Role of IGs in the Arabidopsis response to spider mite herbivory. A, Relative levels of the IGs indol-3-ylmethyl glucosinolate (I3M), 1-methoxy-indol-3-ylmethyl glucosinolates (neoglucobrassicins; 1-MeO-I3M), 4-hydroxyindol-3-ylmethyl glucosinolate (4-OH-I3M), and 4-methoxyl-3-ylmethyl glucosinolate (4-MeO-I3M; shown as normalized peak areas) in 3-week-old Bla-2, Col-0, and Kon plants after spider mite herbivory for 1, 6, and 24 h. Values are means ± se (n = 3). Crosses indicate significant differences for planned comparisons relative to corresponding control plants (P < 0.05, pairwise Student’s t tests with pooled sd and the Holm-Bonferroni adjustment of P values). B, Induction of CYP79B2, CYP79B3, MYB28, and MYB29 genes in response to spider mite feeding. Shown are means ± se for FCs of expression levels detected by RT-qPCR in Columbia-6 and aos plants (n = 4). Letters indicate significant comparisons within a genotype (lowercase, aos; uppercase, Columbia-6; Tukey’s HSD test, P < 0.001).
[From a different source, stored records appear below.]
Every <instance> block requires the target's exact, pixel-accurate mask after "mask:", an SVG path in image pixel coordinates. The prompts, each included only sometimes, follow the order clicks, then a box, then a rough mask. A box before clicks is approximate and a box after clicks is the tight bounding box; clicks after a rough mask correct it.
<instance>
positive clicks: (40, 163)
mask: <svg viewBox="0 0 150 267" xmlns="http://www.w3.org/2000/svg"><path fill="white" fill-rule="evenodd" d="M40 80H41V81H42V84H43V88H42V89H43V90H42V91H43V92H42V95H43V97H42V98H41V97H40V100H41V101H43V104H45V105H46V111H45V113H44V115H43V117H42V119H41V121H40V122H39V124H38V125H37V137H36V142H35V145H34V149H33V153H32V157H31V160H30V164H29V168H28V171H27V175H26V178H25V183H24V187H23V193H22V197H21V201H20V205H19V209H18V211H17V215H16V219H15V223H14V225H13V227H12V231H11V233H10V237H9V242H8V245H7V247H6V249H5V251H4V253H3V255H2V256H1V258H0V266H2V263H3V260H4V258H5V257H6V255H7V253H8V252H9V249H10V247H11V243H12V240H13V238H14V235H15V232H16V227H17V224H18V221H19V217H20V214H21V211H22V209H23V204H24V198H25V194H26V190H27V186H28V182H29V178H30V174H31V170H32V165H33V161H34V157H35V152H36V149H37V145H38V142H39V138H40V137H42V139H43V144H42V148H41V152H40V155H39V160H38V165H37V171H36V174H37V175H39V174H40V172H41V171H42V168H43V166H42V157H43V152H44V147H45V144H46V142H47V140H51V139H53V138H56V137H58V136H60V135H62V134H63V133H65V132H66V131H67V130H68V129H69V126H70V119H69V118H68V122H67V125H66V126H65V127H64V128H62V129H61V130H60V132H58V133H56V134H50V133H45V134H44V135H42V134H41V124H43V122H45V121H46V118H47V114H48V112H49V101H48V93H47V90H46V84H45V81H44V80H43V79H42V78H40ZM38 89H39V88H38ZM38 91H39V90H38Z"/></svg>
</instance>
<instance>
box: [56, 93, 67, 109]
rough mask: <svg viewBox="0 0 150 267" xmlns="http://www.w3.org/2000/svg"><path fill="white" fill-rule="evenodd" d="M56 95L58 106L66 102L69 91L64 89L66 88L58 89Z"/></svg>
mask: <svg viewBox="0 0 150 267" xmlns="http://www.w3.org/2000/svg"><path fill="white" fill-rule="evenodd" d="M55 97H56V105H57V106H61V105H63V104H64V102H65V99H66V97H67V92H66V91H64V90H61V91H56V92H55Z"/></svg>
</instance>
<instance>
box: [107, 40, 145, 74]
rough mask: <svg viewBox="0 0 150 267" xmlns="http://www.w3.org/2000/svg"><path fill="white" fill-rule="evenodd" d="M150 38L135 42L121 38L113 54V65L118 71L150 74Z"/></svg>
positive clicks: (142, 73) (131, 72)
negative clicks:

Asterisks indicate significant differences in expression levels within treatment type and between genotypes (Tukey’s HSD test, **P < 0.01, ***P < 0.001). C and D, Susceptibility of Arabidopsis mutants with altered levels of glucosinolates to spider mite herbivory. cyp79b2 cyp79b3 (cyp79b2,b3) and cyp81f2 plants lack all or a subset of IGs, qKO plants lack both indole and aliphatic glucosinolates, and atr1D plants have elevated levels of IGs. Mean ± se chlorotic area is expressed relative to the mean chlorotic area of corresponding wild-type plants (n = 12). E, Spider mite performance as assessed by mean ± se days required for larvae to become nymphs and mean ± se percentage of larval mortality upon feeding on Arabidopsis mutants with altered levels of glucosinolates (n = 5 sets of 50 larvae). Asterisks indicate significant differences from corresponding wild-type plants (unpaired Student’s t test: *P < 0.05, **P < 0.01, ***P < 0.001). Individual subgroups of comparisons in D and E are not directly comparable, as they were performed as separate experiments. Replicated experiments of the same comparisons produced similar results. n.a., Developmental time data was not collected due to 100% larval mortality.

Figure 7.

Transcriptional responses of spider mites to feeding on Arabidopsis plants containing different levels of IGs. A, Relative mortality of adult female spider mites 24 h post transfer from bean plants to Arabidopsis lines with varying levels of IGs. Values represent means ± se percentage of adult female mites that died after 24 h of feeding (n = 4 sets of 100 mites; critical P = 0.05). B, Number of detected DEGs upon spider mite feeding on qKO, Col-0, and atr1D Arabidopsis plants that contain none, normal, and increased levels of IGs, respectively. Overlap categories from the Venn diagram are shown for up- and down-regulated DEGs at right. C, Hierarchical clustering analysis of DEGs with consistent increase or decrease of gene expression levels by at least 25% (FC > 1.25, BH-adjusted P < 0.05) within the qKO-Col-0-atr1D continuum. Genes with descriptions in red demonstrated FC > 1.5 per step. The distance metric was Euclidean, and the clustering method was average. D, Comparison between DEGs identified in host transfer from bean plants to tomato (Dermauw et al., 2013) and from bean plants to Arabidopsis lines with different IG contents.